Are you a high school student whose passions have ranged from the artistic styles of famous Renaissance painters to the impact of the Industrial Revolution on 19th century European Art? Have you found yourself poring over artists’ statements at local art shows or analyzing the way a museum exhibit is presented? Have you tracked the global market for Banksy’s latest creations? If your answer to any of the above questions is yes, art history is probably a field of study that you’d find interesting.
If you’re interested in art history, your academic options to pursue this line of study in high school might seem limited. While there is an Art History AP course, your school might not offer this class, and even if it does, you’re not likely to find many outlets outside of this one option for continuing your studies. That does not mean, however, that you’ll need to wait until college to pursue your passion.
With a little initiative and some creative thinking, you can express an interest in art history, build a valuable foundation of knowledge, and learn about something that genuinely interests you, all while you’re still in high school. To learn more about art history and how you can pursue it as a high school student, keep reading.
What Do Art Historians Do?
The study of art history is multifaceted. A student of art history learns not only about various periods of art throughout history, including cultural influences and a broad variety of artistic styles and mediums, but also the curation of art collections, the global market for artwork, and the global impact of specific art collections.
Art historians are often responsible for providing the contextual analysis of art exhibits, creating presentations for art museums or galleries, and/or procuring art for private collectors or corporations. Art historians need to be strong readers, writers, and researchers. They should be familiar with presenting art in a way that’s accessible, even to those with limited exposure. Proficiency in a foreign language and some experience creating visual art are also desired skills in an art historian.

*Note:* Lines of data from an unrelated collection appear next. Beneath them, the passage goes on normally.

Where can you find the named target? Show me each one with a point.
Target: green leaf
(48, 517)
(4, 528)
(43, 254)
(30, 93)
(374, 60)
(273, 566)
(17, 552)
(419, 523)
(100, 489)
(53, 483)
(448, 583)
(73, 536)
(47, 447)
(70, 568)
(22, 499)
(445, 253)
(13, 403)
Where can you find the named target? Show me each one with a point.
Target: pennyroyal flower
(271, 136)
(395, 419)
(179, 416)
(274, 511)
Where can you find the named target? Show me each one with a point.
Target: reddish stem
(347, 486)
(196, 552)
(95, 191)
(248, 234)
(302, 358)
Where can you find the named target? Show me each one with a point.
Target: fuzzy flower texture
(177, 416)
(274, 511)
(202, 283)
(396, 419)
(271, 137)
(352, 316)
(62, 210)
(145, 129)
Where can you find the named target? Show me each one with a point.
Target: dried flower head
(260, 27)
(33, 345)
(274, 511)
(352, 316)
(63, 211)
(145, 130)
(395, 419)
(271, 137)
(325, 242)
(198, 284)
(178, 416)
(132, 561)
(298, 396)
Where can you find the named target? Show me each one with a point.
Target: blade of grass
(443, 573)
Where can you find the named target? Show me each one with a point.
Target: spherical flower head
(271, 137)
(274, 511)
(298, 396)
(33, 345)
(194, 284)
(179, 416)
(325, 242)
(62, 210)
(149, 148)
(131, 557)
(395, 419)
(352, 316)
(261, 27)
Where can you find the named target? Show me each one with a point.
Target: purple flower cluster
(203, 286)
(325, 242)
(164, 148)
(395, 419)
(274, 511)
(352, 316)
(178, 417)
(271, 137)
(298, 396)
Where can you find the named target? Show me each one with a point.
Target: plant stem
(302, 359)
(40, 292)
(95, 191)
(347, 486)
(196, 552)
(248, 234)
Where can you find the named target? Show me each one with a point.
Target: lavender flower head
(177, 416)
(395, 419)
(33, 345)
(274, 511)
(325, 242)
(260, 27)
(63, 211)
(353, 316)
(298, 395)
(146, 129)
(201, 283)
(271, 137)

Art history majors often go on to become museum curators, art reviewers or columnists, instructors, appraisers, or art researchers. If any of these paths interest you, you might consider delving into the field more deeply to try it out, even before you begin college.
How To Pursue Art History As a High School Student
1. Join Classmates With the Same Interest
The most obvious and simplest way to pursue an interest in art history is to join an art history or art appreciation club at your school. Here, you’ll typically study various periods of art, take field trips to museums, engage in thoughtful discussions with peers, and share your own insights and ideas.
In addition, joining a club is a simple way to ensure that your interest in art history is evident on your college application. You’ll be able to include it on the Activities section of your application, and your prolonged participation and, ideally, increased leadership roles will be clear examples of your dedication.
If no such club exists at your school, don’t be deterred. You can start your own! Starting your own club will still highlight all of the qualities of joining a club on your college application, and will add extra evidence of your ability to think outside the box and take initiative. To do so, look into the formal avenues required by your school for starting a school-sanctioned club. A guidance counselor, adviser, or teacher can usually point you in the right direction. For more about starting your club, check out our post How to Start a Club in High School.
2. Take the Art History AP Exam
Taking the Art History AP course and capping it off with a great score on the AP exam is another obvious way to ensure that your interest in art history is clearly evident on your application. Even if your school does not offer the Art History AP course, the exam can be taken as a self-study, and doing so is a solid way to demonstrate your knowledge and initiative.
To take the Art History AP exam without taking the class, you’ll need to talk with your school’s AP coordinator well in advance. Plan to communicate your plans by February to allow enough time to coordinate registration. Even if your school cannot accommodate you, the College Board can often refer you to nearby local schools who might be willing to allow you to test there. See our posts The Ultimate Guide to the Art History AP Exam and The Ultimate Guide to Self-Studying AP Exams to learn more.
3. Branch Out
You can also show your interest in art history by pursuing other closely related topics. In the case of art history, this can simply mean pursuing the study of both art and history as stand alone subjects.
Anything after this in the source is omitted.